特に、判断能力が低下してしまった後の財産管理の問題は、多くの方が直面する現実的なリスクです。いざという時になって「もっと早く対策しておけば…」と後悔するケースを、私も司法書士として数多く見てきました。
しかし、ご安心ください。未来への不安を、安心に変えるための方法はちゃんとあります。その一つが、近年注目されている「家族信託」という仕組みです。
この記事では、単に制度を解説するのではなく、あなたの心に寄り添いながら、家族信託がどのようにしてご家族の未来を守るお手伝いができるのか、わかりやすくお話ししていきます。まずは一緒に、未来への一歩を踏み出してみましょう。
家族信託とは?財産を「信頼できる家族」に託す仕組み
「信託」と聞くと、なんだか難しそうに感じるかもしれませんね。でも、基本的な考え方はとてもシンプルです。
家族信託とは、「元気なうちに、信頼できる家族に、自分の財産の管理や処分を託す」という契約のこと。大切な家族の財産を、外部の誰かではなく、家族の力で守り、活用していくためのオーダーメイドの仕組みなのです。
家族信託のポイントは、信託財産の所有名義(法律上の権利)を受託者に移し、受益者が受益権(利益を受ける権利)を持つ形で、財産管理のルールを契約で設計できる点にあります。
登場人物は3人だけ!「委託者」「受託者」「受益者」の関係
家族信託には、基本的に3人の登場人物がいます。ご自身の家族に当てはめてイメージしてみてください。
- 委託者(いたくしゃ):財産を託す人(例:お父さん)
- 受託者(じゅたくしゃ):財産を託され、管理・処分する人(例:長男)
- 受益者(じゅえきしゃ):信託された財産から利益を受け取る人(例:お父さん)
例えば、「お父さん(委託者)が、将来の認知症に備えて、長男(受託者)にアパートの管理や預貯金の管理をお願いする。家賃収入や預金から得られる利益は、これまで通りお父さん(受益者)の生活費や医療費のために使う」といった形です。
この場合、委託者と受益者が同じ「お父さん」になります。このように、多くのケースでは「託す人」と「利益を得る人」は同一人物となります。元気なうちに管理だけを先に長男に任せておく、というイメージですね。

成年後見制度や遺言との違いは?
「それって、成年後見制度や遺言とどう違うの?」という疑問もよくお受けします。それぞれ目的や特徴が異なり、家族信託は他の制度にはない柔軟性を持っています。
| 家族信託 | 成年後見制度 | 遺言 | |
|---|---|---|---|
| 目的 | 柔軟な財産管理・承継 | 本人の保護・財産保全 | 死後の財産承継 |
| 効力発生時期 | 契約後すぐ(生前) | 判断能力低下後 | 死亡後 |
| 財産管理の柔軟性 | 高い(契約内容による) | 低い(裁判所の監督下) | できない |
| 身上監護 | できない | できる | できない |
家族信託・成年後見・遺言の比較
成年後見制度は、判断能力が低下した後に家庭裁判所が後見人を選び、財産は本人のために「守る」ことが基本です。そのため、相続税対策や不動産の有効活用といった積極的な財産管理は難しくなります。

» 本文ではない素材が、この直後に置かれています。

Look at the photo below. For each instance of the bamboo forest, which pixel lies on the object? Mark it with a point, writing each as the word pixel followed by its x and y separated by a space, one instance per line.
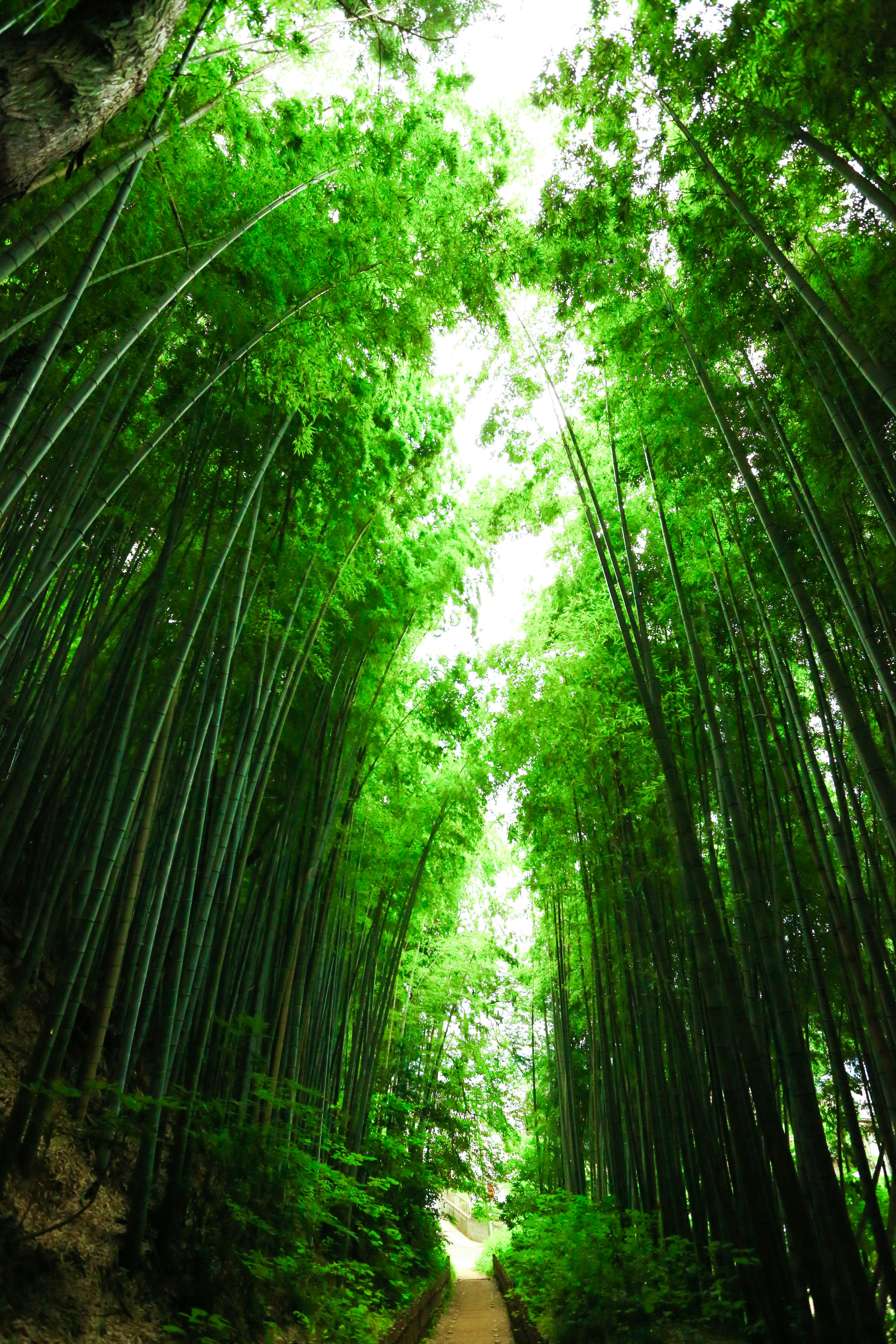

一方、家族信託は、判断能力が低下する前に、家族間で自由に管理内容を決められます。「家族の幸せのために財産を活かす」という、より積極的な財産管理が可能です。ただし、介護施設の契約など本人に代わって法律行為を行う「身上監護」はできません。
また、遺言書は亡くなった後の財産の分け方を決めるものですが、生前の財産管理はできません。家族信託は、生前の財産管理から亡くなった後の資産承継まで、一貫してカバーできるのが大きな特徴です。
家族信託のメリット:こんな希望や不安を解決できます
家族信託を活用することで、ご家族が抱える様々な希望を叶え、将来の不安を解消することができます。具体的にどのようなメリットがあるのか、見ていきましょう。
最大の目的:認知症による「資産凍結」を防ぐ
多くの方が家族信託を検討する最大の理由が、認知症などによる「資産凍結」のリスクを回避することです。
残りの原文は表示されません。